Ormai i politici, in combutta con le alte sfere delle varie religioni, si mettono di traverso al volere ed al buonsenso del popolo, solo per la fobia tutt’altro che dimostrata, di perdere la loro identità culturale. Che regni il buonsenso ovunque quindi…Anche in Azerbaijan! 😉

Paul Manoni

Chiedo scusa anche qui. Ho scritto una serie di commenti con un nome errato e diverso dal solito. 😉

Leonardo

@Barbara.
Io non credo proprio che chi viene fustigato in pubblico lo faccia per sua libera scelta, quindi il paragone è assolutamente non pertinente.
@Roberto
Io credo che se si decide di permettere agli scolari di vestirsi come vogliono, allora questi debbano vestirsi come vogliono. Se invece si decide d’imporre una divisa uguale per tutti, allora questa debba essere uguale per tutti, senza deroghe. Trovo che la legge dell’Arzerbaijan, per quanto ho letto, dovrebbe esserci d’esempio.

Barbara

Certo, non è pertinente perché ti costringerebbe a capire cosa si cela dietro l’obbligo di indossare il velo!

lucia

Non per dirimere, ma fino agli anni Trenta del secolo scorso, almeno fino ad allora, poté essere un grave problema per alcuni bambini, sensibili ed intelligenti, presentarsi a scuola con gli zoccoli, in presenza di due o tre bambini che, soli, indossavano delle scarpe.

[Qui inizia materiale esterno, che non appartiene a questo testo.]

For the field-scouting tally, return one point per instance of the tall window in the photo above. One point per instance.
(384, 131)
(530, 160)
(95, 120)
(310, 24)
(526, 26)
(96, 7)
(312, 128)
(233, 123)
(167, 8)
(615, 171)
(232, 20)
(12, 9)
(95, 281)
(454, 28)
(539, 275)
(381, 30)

Si potrà stupirsene, ma allora i genitori non erano in grado di azzerare quei condizionamenti: condizionati com’erano essi stessi da inenarrabili sacrifici. E’ storia questa, non buonismo, né fumo o incantesimo.
Non sono in grado di capire io se i bambini di oggi sono parimenti condizionati da altri aspetti discriminanti, ma a scanso di rischi vorrei pronunciarmi a favore di una divisa scolastica e di ogni eventuale divieto che, in mancanza di meglio, azzerasse o attenuasse problemi di quel tipo. E non occorre fare richiamo a libertà o giustizia: basta il concetto di distrazione e disturbo. Se a scuola si va per imparare, se il fine é quello, né il paesaggio visivo, per dirla così, né il paesaggio sonoro, devono risultare disturbanti. E’ chiaro? Persuade? Giudicherei utili in ogni caso, provvedimenti soft che risultassero condivisibilii anche alle mentalità più chiuse: la scuola luogo di apprendimento anche per chi la dirige..:senza crociate, tabù e totem.

paolo

Io sono per il diritto di indossare o non indossare lo hijab. Per i bambini necessariamente devono decidere i genitori, non potendo i bambini decidere per se stessi. Vietare di indossare lo hijab mi sembra laicità malintesa.

Marcus Prometheus

Per millenni anche nelle terre oggi islamiche e dove esisteva il velo perfino prima dell’Islam e perfino dove oggi non si tratta di semplice velo ma di mascheratura completa (burqa o niqab) la cosa ha riguardato solo le donne e le ragazze, NON MAI LE BAMBINE impuberi.
Chi pretende veli di qualsiasi tipo per le bambine impuberi e’ paragonabile ad un nazista che per sua propria goduria ideologica mandasse il figlio bambino in giro in divisa da SS miniaturizzata.
Insomma un utilizzo ideologico del bambino (o della bambina) assolutamente infondato nella tradizione tribale o religiosa del velo.

Gérard

La laicita ben concepita vieta qualsiasi segno religioso nei luoghi publici

paolo

La laicità ben concepita vieta qualsiasi segno religioso CHE CONNOTI RELIGIOSAMENTE luoghi pubblici, ad esempio non dovrebbe esserci il crocefisso sul muro della classe.
Ma questo non vieta il crocefisso addosso alla persona, perchè quello non connotareligiosamente la scuola ma solo la persona che lo indossa.

Leonardo

La laicità ben concepita tutela la libertà religiosa.
Questo significa che da un lato nessun simbolo debba essere imposto a chi non lo desidera (e per questo i luoghi pubblici debbono essere “neutri”), e dall’altro nessuno deve vietare al prossimo d’esporre sul proprio corpo i propri.
“Libera chiesa in libero stato” significa esattamente questo: se viene a mancare una delle due gambe della laicità, questa cade.